President Vladimir Putin’s government dismantled Yukos, once Russia’s biggest crude-oil exporter, after imposing $27 billion in tax charges. State-controlled OAO Rosneft became the nation’s largest oil producer by acquiring most of Yukos’s assets at a series of forced auctions.
“I remain confident that we will receive a substantial award of damages when the decision comes out,” Osborne said by phone from London June 18. “It would underline that this whole attack by the Russian government was politically motivated and confirm our view that it acted illegally in expropriating shares in Yukos Oil without compensation.”
Russia will have the right to contest any potential damages through Dutch courts, Osborne said. Russia’s justice, foreign and energy ministries didn’t immediately respond to e-mailed requests for comment. Rosneft, the world’s biggest publicly traded oil producer by output, declined to comment. There is no reason to lay claims against OAO Gazprom, spokesman Sergei Kupriyanov said by text. Gazprom bought Yukos natural gas assets from auction winners, Eni SpA and Enel SpA.

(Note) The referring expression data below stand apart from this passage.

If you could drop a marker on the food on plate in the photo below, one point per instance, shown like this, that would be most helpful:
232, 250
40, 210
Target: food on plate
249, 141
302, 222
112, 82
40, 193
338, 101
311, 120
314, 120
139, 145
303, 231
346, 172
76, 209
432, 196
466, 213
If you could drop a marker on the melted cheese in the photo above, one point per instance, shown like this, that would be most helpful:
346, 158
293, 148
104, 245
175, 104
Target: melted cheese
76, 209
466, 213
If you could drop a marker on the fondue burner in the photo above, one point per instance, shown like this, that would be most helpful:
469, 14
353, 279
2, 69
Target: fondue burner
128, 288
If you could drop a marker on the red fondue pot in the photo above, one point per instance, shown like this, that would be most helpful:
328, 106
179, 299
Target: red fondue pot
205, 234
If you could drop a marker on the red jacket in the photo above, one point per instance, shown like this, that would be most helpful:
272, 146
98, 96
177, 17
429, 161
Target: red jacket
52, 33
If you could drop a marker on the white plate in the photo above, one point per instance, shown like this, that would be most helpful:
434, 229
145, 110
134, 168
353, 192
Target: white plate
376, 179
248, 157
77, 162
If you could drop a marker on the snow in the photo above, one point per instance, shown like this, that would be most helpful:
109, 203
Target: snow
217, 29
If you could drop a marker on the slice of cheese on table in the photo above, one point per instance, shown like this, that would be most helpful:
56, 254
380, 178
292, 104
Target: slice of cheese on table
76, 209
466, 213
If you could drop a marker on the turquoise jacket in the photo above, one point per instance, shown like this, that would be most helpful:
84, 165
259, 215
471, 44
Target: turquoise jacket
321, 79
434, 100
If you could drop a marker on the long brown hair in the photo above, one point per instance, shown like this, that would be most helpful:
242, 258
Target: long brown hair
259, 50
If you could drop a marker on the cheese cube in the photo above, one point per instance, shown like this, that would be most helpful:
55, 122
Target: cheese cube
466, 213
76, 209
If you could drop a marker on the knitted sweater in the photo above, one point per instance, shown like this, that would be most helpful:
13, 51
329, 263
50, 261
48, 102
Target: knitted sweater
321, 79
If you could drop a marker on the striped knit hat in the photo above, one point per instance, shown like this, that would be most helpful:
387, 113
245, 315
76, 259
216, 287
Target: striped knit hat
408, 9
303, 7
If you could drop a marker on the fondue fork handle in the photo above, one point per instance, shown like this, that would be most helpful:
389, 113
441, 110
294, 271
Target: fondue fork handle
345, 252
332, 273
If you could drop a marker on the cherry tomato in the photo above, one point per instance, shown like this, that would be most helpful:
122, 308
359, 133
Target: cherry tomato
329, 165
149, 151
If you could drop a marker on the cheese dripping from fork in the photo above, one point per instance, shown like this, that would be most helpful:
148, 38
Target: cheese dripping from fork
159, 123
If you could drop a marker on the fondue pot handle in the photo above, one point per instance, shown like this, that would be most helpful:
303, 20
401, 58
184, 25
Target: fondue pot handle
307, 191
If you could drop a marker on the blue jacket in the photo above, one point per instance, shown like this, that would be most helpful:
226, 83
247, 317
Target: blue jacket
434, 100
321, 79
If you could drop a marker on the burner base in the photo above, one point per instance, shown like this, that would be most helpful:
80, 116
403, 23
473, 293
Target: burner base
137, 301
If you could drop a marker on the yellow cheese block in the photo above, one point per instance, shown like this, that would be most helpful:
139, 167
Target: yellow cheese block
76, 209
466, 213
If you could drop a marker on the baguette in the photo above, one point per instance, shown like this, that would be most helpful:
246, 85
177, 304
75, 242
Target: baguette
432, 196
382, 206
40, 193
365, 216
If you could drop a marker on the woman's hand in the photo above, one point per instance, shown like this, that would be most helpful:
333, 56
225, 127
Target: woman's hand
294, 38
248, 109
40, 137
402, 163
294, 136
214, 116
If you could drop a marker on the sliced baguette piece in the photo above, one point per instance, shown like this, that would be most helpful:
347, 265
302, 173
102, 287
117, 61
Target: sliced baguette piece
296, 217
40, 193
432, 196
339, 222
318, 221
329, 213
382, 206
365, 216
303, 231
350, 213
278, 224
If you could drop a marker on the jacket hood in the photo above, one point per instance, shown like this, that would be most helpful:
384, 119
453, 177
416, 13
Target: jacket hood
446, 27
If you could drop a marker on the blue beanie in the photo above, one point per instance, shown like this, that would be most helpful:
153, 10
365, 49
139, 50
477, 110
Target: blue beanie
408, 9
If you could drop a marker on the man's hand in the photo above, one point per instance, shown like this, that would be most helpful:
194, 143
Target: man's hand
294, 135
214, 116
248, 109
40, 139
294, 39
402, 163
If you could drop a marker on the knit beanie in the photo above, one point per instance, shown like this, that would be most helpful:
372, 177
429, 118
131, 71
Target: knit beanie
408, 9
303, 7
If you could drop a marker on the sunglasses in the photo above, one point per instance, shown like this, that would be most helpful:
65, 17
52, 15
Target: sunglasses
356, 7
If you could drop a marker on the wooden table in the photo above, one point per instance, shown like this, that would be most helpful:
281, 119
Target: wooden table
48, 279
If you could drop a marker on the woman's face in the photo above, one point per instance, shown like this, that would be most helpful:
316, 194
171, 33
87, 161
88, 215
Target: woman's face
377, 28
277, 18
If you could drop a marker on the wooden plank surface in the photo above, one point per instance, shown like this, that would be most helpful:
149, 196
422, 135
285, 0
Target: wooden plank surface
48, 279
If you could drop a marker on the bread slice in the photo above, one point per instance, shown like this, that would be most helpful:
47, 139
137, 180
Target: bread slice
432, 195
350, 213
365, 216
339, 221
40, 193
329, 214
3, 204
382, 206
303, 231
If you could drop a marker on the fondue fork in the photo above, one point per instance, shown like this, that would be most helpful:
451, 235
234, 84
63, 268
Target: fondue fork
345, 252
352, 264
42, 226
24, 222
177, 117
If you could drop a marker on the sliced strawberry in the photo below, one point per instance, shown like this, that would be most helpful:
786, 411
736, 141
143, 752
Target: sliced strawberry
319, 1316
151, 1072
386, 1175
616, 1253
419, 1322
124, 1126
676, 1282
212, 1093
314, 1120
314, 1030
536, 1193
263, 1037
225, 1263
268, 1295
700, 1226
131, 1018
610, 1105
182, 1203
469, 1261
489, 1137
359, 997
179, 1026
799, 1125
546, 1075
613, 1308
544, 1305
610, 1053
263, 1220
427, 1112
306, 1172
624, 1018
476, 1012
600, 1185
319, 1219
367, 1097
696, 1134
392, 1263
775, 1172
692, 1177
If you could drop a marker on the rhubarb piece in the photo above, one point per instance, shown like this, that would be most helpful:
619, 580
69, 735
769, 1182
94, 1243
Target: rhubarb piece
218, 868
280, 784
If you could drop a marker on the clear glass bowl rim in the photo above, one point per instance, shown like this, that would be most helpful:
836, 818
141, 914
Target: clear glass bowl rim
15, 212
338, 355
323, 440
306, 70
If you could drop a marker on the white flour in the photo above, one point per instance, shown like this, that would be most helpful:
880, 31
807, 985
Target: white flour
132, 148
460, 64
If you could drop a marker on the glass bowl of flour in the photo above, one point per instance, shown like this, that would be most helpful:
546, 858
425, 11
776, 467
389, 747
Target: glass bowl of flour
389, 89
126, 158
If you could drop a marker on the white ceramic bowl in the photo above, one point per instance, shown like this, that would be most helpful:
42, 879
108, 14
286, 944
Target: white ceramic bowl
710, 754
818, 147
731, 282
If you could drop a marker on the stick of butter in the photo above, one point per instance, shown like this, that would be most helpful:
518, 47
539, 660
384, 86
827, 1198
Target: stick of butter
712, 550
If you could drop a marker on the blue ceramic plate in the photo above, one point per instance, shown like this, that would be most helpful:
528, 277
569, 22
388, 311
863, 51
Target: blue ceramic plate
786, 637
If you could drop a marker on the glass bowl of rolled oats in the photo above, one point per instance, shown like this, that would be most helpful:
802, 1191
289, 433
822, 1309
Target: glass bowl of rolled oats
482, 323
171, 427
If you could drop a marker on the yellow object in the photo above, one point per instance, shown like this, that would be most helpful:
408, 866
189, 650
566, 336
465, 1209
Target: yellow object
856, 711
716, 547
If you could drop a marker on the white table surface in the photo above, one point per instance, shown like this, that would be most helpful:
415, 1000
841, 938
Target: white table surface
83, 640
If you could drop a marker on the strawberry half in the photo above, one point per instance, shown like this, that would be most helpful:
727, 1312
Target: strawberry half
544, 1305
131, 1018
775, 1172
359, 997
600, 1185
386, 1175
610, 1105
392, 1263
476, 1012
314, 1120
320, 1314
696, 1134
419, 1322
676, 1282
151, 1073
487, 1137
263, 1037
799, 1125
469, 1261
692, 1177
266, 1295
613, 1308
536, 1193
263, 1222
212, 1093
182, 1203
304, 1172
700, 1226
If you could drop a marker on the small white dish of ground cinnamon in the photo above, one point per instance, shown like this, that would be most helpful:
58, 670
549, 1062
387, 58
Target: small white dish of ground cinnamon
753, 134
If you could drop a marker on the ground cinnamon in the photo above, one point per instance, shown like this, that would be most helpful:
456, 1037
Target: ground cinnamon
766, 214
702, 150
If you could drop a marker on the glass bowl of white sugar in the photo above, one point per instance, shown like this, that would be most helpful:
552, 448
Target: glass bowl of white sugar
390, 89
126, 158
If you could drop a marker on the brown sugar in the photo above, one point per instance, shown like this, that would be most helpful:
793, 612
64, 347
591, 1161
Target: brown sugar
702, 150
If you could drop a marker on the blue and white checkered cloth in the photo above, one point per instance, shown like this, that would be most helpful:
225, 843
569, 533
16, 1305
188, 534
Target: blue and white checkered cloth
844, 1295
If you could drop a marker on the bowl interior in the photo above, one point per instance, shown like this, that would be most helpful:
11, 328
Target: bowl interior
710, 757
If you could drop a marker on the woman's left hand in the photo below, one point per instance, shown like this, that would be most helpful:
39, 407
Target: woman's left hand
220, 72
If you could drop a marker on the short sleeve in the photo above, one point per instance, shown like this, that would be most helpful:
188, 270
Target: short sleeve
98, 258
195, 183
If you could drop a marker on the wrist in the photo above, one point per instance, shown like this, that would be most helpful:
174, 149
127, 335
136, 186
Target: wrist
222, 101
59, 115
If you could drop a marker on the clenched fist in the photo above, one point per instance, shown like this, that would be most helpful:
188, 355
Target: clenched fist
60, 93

Khodorkovsky, once Russia’s richest man with a fortune of $15 billion, has said he won’t seek to recover assets lost after he was arrested at gunpoint for fraud and tax evasion at a Siberian airstrip in 2003. He has accused Putin and Igor Sechin, then on Putin’s staff and now Rosneft chief executive officer, of targeting him because he funded opposition parties, a claim the Kremlin has denied.
Khodorkovsky, who’s living in Switzerland after Putin freed him in December following 10 years in prison camps, isn’t entitled to any part of the damages because he transferred his Yukos stake to fellow shareholder Leonid Nevzlin, said Osborne. Nevzlin sought refuge in Israel in October 2003, Vedomosti newspaper said at the time, before Khodorkovsky’s arrest.
Khodorkovsky didn’t immediately respond to a request for comment submitted via Facebook and his spokeswoman, Olga Pispanen, didn’t answer calls to her mobile.
Nevzlin is beneficial owner of just over 70 percent of GML, while four other ex-Yukos owners -- Platon Lebedev, Mikhail Brudno, Vladimir Dubov and Vasily Shakhnovsky -- each have just under 7.5 percent. GML, which filed the lawsuit, used to own 60 percent of Yukos.
“We look forward to winning,” Shakhnovsky said by phone.
GML filed the lawsuit under the Energy Charter Treaty, an international agreement that in part regulates investments in the energy industry, which Russia signed but never ratified. The Hague tribunal ruled in 2009 that it would hear the case, which had been submitted in 2007.
Two arbitration tribunals in Stockholm in 2010 and 2012 ruled in favor of Yukos investors from the U.K. and Spain who demanded compensation under investment protection treaties.
Former management of Yukos have filed a separate lawsuit at the European Court of Human Rights asking it to order Russia to pay $38 billion for appropriating the company’s assets. That award would be payable to all shareholders.